Laws in this area can be tricky to interpret, so digest this caution, but I found this analysis from Bloomberg BusinessWeek of interest:
The Safe Harbor scheme (not recognized by the Germans, incidentally) allows U.S. tech firms such as Google to self-certify, to say that they conform to EU-style data protection standards even if their country’s laws do not. It’s not quite that simple—these companies really do need to jump through some hoops before they claim compliance; just ask Heroku—but it does largely come down to trust.
EU data protection regulators have already called for the system to be toughened up through the introduction of third-party audits, but frankly it now looks like the whole system is in tatters. U.S. companies claiming Safe Harbor compliance include Google, Yahoo, Microsoft (MSFT), Facebook, and AOL (AOL), all of which now appear to be part (willingly or otherwise) of the NSA’s PRISM scheme.

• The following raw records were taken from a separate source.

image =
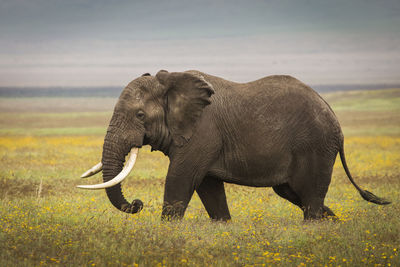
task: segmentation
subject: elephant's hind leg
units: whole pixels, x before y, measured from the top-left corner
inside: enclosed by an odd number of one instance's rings
[[[299,208],[303,209],[300,197],[292,190],[292,188],[290,188],[288,183],[275,185],[272,187],[272,189],[275,191],[276,194],[278,194],[278,196],[289,200]]]
[[[218,221],[231,219],[226,202],[224,182],[206,176],[196,189],[196,192],[211,219]]]
[[[272,189],[274,189],[278,196],[290,201],[304,211],[304,206],[301,203],[300,197],[290,188],[288,183],[273,186]],[[321,218],[336,219],[337,217],[330,208],[324,205]]]
[[[309,151],[296,158],[296,172],[289,186],[299,196],[305,220],[320,220],[335,217],[324,205],[331,182],[336,153]]]

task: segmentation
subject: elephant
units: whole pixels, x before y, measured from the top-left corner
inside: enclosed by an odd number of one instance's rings
[[[160,70],[123,89],[104,138],[102,160],[82,175],[102,171],[104,182],[78,187],[105,188],[117,209],[139,212],[142,201],[129,203],[121,181],[132,170],[138,150],[150,145],[170,160],[163,220],[182,218],[194,191],[212,220],[230,220],[224,183],[272,187],[303,211],[304,220],[321,220],[336,218],[324,199],[339,153],[361,197],[389,204],[354,182],[343,140],[329,104],[291,76],[237,83],[194,70]]]

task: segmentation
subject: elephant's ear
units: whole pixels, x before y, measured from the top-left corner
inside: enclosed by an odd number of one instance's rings
[[[184,145],[193,135],[196,122],[209,105],[214,89],[200,75],[161,70],[156,78],[165,87],[167,124],[174,143]]]

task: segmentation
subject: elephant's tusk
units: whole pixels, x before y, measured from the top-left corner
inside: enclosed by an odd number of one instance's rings
[[[115,176],[110,181],[102,183],[102,184],[95,184],[95,185],[78,185],[77,187],[82,188],[82,189],[104,189],[104,188],[108,188],[108,187],[114,186],[116,184],[119,184],[126,178],[126,176],[128,176],[128,174],[131,172],[133,166],[135,166],[138,152],[139,152],[139,148],[137,148],[137,147],[132,148],[129,159],[127,160],[124,168],[117,176]]]
[[[87,177],[90,177],[92,175],[95,175],[96,173],[101,172],[102,169],[103,169],[103,164],[101,162],[99,162],[96,165],[94,165],[92,168],[90,168],[89,170],[84,172],[81,175],[81,178],[87,178]]]

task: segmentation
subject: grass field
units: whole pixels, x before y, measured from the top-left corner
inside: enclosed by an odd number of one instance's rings
[[[114,98],[0,98],[0,266],[400,266],[400,89],[325,94],[343,126],[358,195],[336,163],[326,205],[339,222],[303,222],[271,188],[227,185],[232,221],[195,195],[161,222],[168,159],[144,148],[124,182],[144,209],[124,214],[80,174],[101,157]]]

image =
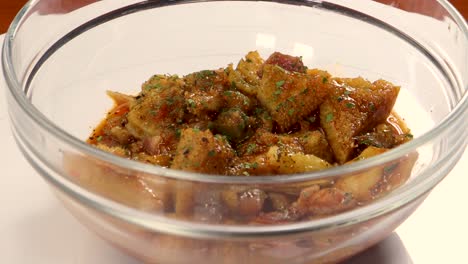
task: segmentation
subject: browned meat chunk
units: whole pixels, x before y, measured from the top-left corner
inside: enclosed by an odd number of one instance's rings
[[[302,190],[296,206],[306,215],[329,215],[355,207],[356,200],[351,193],[337,188],[317,190],[316,186],[312,186]]]
[[[274,52],[271,54],[265,61],[265,64],[278,65],[291,72],[305,73],[307,70],[307,67],[304,66],[301,57],[294,57],[280,52]]]

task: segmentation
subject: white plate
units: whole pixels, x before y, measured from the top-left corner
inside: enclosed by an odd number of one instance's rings
[[[81,226],[29,166],[11,135],[6,86],[2,75],[0,79],[0,262],[139,263]],[[347,264],[468,263],[467,163],[465,151],[457,167],[395,233]]]

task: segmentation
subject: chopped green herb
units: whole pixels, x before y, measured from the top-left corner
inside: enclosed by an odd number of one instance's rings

As EU data protection rules don’t say it’s OK for foreign military units to record or monitor the communications of European citizens—heck, even local governments aren’t supposed to be doing that—the Safe Harbor program now looks questionable to say the least. A lot of people have already pointed to the U.S. Patriot Act as a threat, and now the effects of that legislation are plain to see.
The update at the beginning of the article reads:
I’ll admit I am shocked to have received this response from the European Commission’s Home Affairs department to my request for comment, with particular regard to the impact on EU citizens’ privacy: “We do not have any comments. This is an internal U.S. matter.”
I don’t see kicking U.S. tech companies out of Europe as a promising way of starting U.S./EU free trade negotiations. One possible legal “out” is discussed here. If anyone is going to drive this issue forward, it is likely the European public, who of course still can insist on tougher standards. Here is one description of Safe Harbor policies. The tech companies themselves may fear a loss of international competitiveness, or that Safe Harbor standards will be toughened, you will find a discussion of commercial worries and their potential impact here.